Bislang gibt es hierzulande noch keine wirksamen Medikamente gegen Corona. Das soll sich jetzt ändern: Die deutsche Regierung hat das „Trump-Medikament“ gekauft.

Deutschland – Für rund 400 Millionen Euro hat die Bundesregierung nach Medienberichten rund 200.000 Dosen des Antikörper-Medikaments bezogen. Deutschland ist das erste Land in Europa, welches das Antikörper-Mittel erhält. Gesundheitsminister Jens Spahn (40, CDU) gibt darüber erstmalig in einem Interview mit der Bild am Sonntag (BamS) Auskunft.

Jens SpahnBundesgesundheitsminister
Geboren16. Mai 1980 (Alter: 40 Jahre)
Partei CDU

Trump-Medikament nächste Woche in Deutschland: Das sagt Jens Spahn dazu

Im BamS-Interview verweist Jens Spahn (40, CDU) darauf, dass die Pandemie keine Zeit für Schuldzuweisungen sei. Es könnte also sein, dass er sich aufgrund der massiven Kritik, er habe Fehler bei der Impfstoffbeschaffung gemacht, jetzt besonders schnell um den Erhalt dieses Medikamentes gekümmert hat.

Denn bereits nächste Woche soll das Mittel in Deutschland ankommen. Jens Spahn erklärt dazu im Interview: „Ab nächster Woche werden die monoklonalen Antikörper in Deutschland als erstem Land in der EU eingesetzt.“ Und weiter: „Sie wirken wie eine passive Impfung.
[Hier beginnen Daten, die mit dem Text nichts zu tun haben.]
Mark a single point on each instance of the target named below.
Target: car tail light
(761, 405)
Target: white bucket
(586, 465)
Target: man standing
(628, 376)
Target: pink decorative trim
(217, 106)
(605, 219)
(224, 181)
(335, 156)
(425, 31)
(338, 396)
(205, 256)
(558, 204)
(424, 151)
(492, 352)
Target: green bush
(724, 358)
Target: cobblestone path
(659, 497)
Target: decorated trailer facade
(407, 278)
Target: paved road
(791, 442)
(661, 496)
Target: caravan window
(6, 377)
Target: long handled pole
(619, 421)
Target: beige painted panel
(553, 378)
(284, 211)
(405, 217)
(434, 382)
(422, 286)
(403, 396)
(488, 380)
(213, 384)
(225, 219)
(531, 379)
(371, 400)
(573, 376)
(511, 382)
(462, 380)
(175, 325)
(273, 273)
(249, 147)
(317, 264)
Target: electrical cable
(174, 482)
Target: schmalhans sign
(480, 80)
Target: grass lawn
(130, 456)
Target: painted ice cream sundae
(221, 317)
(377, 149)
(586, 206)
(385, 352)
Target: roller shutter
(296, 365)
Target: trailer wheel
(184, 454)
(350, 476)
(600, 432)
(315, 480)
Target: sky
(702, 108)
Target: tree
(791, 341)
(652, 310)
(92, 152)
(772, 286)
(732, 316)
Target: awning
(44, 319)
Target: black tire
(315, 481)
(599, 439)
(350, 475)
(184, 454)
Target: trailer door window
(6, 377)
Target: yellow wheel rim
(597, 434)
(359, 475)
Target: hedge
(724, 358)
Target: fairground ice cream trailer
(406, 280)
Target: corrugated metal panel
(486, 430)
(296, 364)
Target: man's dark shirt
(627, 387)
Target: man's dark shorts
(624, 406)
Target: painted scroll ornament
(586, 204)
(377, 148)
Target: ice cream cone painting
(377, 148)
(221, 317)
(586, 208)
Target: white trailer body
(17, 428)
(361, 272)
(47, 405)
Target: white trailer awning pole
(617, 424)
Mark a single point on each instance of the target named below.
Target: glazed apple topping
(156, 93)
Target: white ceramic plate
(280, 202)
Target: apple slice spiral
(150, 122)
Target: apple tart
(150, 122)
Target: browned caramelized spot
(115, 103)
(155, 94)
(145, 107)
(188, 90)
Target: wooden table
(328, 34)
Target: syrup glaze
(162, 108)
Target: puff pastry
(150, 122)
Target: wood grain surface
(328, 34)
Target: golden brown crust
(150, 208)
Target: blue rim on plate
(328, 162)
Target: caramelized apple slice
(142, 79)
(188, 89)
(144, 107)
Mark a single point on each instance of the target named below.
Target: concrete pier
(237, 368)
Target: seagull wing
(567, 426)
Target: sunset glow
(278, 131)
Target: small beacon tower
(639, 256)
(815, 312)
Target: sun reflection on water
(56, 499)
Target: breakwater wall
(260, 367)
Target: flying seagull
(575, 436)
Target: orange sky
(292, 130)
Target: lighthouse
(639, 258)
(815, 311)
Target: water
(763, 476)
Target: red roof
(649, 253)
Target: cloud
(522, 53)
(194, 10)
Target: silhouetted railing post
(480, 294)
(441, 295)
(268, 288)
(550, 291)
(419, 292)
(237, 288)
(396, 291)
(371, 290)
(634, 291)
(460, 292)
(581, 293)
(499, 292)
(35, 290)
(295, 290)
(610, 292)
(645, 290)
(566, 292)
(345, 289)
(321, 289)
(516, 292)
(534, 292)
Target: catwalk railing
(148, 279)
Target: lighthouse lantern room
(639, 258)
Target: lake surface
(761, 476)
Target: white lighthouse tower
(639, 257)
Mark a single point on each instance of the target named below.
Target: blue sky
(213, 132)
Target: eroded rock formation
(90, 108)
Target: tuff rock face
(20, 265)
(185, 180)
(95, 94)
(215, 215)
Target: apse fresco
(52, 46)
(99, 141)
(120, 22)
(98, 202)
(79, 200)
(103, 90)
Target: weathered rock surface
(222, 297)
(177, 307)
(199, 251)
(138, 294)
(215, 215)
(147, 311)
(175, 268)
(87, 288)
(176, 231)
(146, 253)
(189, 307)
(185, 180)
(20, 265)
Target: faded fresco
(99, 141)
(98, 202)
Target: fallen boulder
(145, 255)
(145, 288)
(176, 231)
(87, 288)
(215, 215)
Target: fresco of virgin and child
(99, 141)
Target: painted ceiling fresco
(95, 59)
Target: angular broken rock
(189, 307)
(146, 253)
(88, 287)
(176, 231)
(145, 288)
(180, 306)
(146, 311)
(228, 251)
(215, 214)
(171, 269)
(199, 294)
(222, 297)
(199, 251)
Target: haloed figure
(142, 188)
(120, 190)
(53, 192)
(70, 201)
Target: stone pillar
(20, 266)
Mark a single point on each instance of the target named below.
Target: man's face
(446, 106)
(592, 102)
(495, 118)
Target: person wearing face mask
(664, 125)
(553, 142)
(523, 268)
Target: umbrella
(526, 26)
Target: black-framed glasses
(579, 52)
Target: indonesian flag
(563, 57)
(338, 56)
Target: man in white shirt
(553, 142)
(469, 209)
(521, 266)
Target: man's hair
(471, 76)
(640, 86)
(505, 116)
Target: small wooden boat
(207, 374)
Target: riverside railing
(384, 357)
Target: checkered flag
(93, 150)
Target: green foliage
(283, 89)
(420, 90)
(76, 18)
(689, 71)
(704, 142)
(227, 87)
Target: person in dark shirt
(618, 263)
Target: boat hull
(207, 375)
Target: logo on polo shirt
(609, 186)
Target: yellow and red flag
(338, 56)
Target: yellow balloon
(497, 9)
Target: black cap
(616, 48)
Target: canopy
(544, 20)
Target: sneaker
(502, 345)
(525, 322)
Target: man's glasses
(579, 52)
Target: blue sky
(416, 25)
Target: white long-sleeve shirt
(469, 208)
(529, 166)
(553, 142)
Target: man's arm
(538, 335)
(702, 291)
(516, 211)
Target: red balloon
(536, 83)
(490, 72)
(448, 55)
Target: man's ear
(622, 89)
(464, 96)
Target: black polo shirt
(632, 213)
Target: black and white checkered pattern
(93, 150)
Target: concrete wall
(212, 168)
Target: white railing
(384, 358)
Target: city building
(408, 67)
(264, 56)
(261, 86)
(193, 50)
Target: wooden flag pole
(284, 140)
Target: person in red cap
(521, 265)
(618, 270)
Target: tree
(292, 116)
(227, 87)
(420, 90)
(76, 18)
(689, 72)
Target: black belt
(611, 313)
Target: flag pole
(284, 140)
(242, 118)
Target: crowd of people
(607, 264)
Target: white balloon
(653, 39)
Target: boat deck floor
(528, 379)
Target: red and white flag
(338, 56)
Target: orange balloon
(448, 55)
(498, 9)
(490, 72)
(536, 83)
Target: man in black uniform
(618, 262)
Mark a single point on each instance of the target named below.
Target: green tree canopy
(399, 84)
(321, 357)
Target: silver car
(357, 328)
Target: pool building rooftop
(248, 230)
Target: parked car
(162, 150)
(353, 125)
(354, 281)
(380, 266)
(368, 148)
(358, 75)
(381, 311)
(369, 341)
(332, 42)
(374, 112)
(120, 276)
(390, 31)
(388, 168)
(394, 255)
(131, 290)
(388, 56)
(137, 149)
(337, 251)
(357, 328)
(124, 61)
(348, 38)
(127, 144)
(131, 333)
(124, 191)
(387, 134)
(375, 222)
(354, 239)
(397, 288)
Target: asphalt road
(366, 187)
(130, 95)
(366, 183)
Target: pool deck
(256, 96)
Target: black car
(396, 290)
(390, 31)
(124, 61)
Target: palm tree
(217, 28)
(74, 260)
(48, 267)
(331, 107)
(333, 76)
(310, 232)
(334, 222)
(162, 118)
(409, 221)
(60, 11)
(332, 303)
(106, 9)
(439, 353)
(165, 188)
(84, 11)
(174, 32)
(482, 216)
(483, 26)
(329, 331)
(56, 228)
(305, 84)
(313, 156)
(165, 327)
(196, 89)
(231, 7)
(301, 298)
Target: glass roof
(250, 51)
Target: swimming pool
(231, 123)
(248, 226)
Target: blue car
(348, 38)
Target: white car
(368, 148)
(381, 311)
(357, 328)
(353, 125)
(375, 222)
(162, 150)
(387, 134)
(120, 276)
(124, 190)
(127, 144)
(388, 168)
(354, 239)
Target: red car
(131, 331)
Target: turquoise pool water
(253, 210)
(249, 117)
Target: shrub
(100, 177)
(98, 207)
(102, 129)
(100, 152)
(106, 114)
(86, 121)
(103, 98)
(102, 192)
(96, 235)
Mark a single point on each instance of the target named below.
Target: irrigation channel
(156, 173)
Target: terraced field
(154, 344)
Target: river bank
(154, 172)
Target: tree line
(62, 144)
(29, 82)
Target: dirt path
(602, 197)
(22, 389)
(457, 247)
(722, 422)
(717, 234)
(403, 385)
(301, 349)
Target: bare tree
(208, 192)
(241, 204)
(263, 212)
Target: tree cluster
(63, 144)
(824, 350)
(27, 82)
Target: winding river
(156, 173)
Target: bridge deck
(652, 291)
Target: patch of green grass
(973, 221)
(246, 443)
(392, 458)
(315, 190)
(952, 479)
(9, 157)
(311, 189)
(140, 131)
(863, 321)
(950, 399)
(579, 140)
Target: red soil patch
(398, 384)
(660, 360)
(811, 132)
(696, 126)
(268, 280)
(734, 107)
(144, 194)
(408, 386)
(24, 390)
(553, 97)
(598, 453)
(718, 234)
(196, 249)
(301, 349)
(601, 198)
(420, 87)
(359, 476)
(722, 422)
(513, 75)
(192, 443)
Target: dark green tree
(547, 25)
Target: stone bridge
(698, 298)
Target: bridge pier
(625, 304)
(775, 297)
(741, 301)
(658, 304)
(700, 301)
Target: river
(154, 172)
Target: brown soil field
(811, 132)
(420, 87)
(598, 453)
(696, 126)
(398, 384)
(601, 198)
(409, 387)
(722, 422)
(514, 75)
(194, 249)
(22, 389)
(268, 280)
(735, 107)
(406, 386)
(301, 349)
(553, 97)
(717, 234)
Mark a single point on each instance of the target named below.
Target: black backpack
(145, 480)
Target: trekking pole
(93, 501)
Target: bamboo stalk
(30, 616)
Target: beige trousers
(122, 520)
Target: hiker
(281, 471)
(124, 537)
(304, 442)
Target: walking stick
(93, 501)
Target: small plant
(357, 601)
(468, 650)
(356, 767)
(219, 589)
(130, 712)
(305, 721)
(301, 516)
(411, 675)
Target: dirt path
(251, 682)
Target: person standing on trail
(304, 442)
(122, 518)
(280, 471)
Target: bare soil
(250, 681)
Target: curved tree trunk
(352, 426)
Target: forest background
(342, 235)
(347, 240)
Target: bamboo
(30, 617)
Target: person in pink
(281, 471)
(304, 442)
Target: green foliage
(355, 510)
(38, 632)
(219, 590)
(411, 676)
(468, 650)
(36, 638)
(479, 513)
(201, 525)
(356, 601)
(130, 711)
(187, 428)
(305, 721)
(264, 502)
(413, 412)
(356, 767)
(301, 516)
Die Gabe dieser Antikörper kann Risikopatienten in der Frühphase helfen, dass ein schwerer Verlauft verhindert wird.“ (alle Infos zum Coronavirus in NRW auf RUHR24.de)

Neues Corona-Medikament ab Montag: Das Mittel wurde bereits Trump verabreicht

Bei dem Medikament handelt es sich laut des Gesundheitsministers um die gleichen Antikörper, die bereits dem ehemaligen US-Präsidenten Donald Trump (74) bei dessen Covid-19-Erkrankung verabreicht worden waren.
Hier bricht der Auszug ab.